The paper includes additional benchmarks on the full stdpopsim species
catalog. These panels show KDE distributions of TMRCA predictions compared
to the inference limit across multiple species.

.. figure:: figures/figure3_tmrca_kdes.png
   :align: center
   :width: 100%

   **Figure 3.** Evaluation of marginal coalescence distribution inference
   (blue line) against the true distribution (black line), probing the
   model's capacity to distinguish among many scenarios based on context
   alone. The broad model's ability to infer a stdpopsim v0.2 coalescence
   distribution is tested, which includes diverse mutation and recombination
   rates, as well as demographic scenarios. All results shown are from new
   simulations, not included in the original training dataset. No genetic
   map was used for the inference shown here.

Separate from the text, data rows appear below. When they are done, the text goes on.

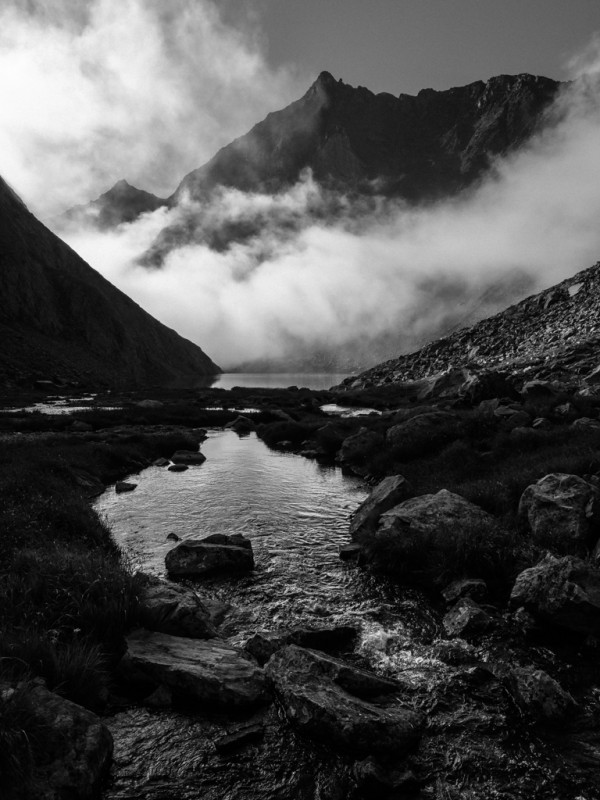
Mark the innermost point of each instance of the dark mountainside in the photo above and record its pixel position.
(416, 147)
(122, 203)
(551, 335)
(61, 320)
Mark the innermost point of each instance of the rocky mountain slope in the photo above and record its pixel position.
(60, 320)
(552, 335)
(416, 147)
(121, 203)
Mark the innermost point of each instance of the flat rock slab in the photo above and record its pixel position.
(325, 699)
(216, 553)
(211, 672)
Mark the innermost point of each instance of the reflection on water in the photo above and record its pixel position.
(296, 514)
(279, 380)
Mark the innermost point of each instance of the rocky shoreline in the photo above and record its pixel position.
(485, 497)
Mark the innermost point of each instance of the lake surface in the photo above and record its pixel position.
(279, 380)
(296, 513)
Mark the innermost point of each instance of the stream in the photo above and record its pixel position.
(296, 513)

.. figure:: figures/figure3_tmrca_kdes_map.png
   :align: center
   :width: 100%

   **Figure 3 (genetic maps).** Same evaluation with an underlying genetic
   map. The model itself was trained with and without genetic maps.

.. figure:: figures/figure4_stdpopsim_v3.png
   :align: center
   :width: 100%

   **Figure 4.** Out-of-sample evaluation of the broad model on stdpopsim
   v0.3. Each panel shows inferred marginal coalescence distributions
   (dashed) against true distributions (shaded). Data were simulated from
   the novel species and demographic histories added in stdpopsim v0.3.
   All results are from simulations previously unseen during training
   (top row: cxt; middle row: Singer+Polegon; bottom row: SMC++).